Ever innovative, the Internet is also busy offering solutions. For instance, the website Wouldhavesaid.com gives users a forum to apologize for things they’ve said to people no longer around to hear it directly.

But perhaps the best advice remains that of 1950s humorist Sam Levenson: “It’s so simple to be wise. Just think of something stupid to say and then don’t say it.”

Welcome to the Fourth World

Isn’t it wonderful that the owners of Associated Content are selling their company to Yahoo for a reported $90 million? That’s “wonderful” as in: I’m full of wonder and amazement how it has come to pass that huge numbers of desperate people are willing to work for (almost) free in order to further enrich a brazen few.
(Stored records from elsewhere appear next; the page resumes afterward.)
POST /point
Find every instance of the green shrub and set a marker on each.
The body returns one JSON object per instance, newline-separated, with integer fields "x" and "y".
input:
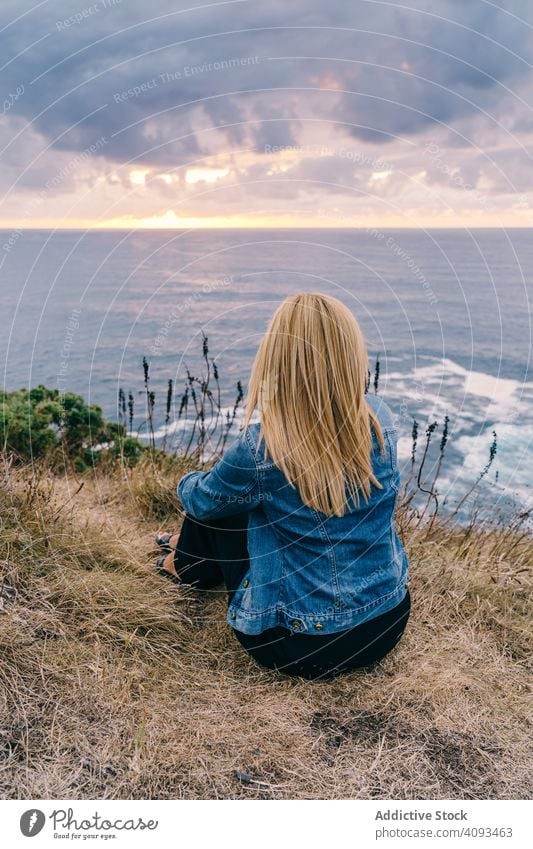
{"x": 43, "y": 422}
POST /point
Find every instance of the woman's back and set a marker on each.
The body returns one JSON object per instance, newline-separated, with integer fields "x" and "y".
{"x": 308, "y": 571}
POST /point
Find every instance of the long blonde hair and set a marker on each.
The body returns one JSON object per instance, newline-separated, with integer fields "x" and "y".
{"x": 308, "y": 383}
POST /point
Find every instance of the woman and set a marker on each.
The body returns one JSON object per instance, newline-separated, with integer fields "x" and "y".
{"x": 297, "y": 518}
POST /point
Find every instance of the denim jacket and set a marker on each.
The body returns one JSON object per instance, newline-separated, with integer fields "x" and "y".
{"x": 308, "y": 572}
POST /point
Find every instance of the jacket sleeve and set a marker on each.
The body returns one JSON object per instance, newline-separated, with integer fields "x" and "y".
{"x": 230, "y": 487}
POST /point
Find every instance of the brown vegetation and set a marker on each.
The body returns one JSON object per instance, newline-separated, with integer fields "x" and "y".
{"x": 118, "y": 684}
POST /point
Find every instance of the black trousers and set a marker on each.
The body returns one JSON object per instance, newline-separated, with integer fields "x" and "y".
{"x": 215, "y": 552}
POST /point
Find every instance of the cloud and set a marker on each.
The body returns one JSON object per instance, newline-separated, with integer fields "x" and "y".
{"x": 169, "y": 83}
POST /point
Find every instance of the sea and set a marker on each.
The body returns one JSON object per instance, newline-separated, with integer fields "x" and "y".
{"x": 447, "y": 313}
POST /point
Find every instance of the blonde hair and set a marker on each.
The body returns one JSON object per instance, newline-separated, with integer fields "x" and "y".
{"x": 308, "y": 383}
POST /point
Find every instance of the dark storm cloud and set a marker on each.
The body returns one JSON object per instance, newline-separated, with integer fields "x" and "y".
{"x": 154, "y": 79}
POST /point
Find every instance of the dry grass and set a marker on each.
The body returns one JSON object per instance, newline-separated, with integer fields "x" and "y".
{"x": 116, "y": 684}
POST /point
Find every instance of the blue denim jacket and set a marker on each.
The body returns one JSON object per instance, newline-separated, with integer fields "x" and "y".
{"x": 308, "y": 572}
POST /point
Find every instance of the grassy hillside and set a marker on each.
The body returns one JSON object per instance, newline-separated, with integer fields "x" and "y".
{"x": 117, "y": 684}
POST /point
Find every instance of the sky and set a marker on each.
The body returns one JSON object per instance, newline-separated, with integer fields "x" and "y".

Associated Content’s 380,000 freelance contributors are paid close to nothing for providing what the company calls “a broad array of passion points” — with passion being defined as topics that Google has determined are popular search terms (and thus honey to advertisers).

Journalism and professional writing were never great gigs, money-wise; lucre has lured few into the trade. But the Internet age has really sharpened that point. Consider multi-millionaire Arianna Huffington, whose Huffington Post is supposedly worth hundreds of millions of dollars — and yet doesn’t pay many of its contributors. Or Examiner.com, which is owned by multi-billionaire Phillip Anschutz and doesn’t pay its 300,000 contributors much of anything. Or Demand Media of Santa Monica – another outfit that claims $200 million in ad revenue — and demands its contributors give up all rights to their work in exchange for an average $15 an article.

The saying used to be the freedom of the press belongs to the man who owns the press. Fair enough, and in this electronic age we can all own our own press – we can be masters of our own domain name. But really, why do people exchange their time and skill for pocket change just so millionaires and billionaires can get richer? Yet that’s essentially the business model. It works because the global Internet — the same phenomenon that has made every one a potential publisher — has gutted traditional media employers and empowered mass purveyors of “crowd sourced content” and their advertisers.

If you’re the writer, you might do it because you need the experience or the contacts or the electronic equivalent of “clips” (work samples). If you’re the proprietor, you do it because you’d be a fool not to. After all, why not encourage educated, talented, articulate people to work for free? Who needs Bangalore when you can get Third World labor in Santa Monica? Let’s call it the Fourth World, replacing what we once knew as the Fourth Estate.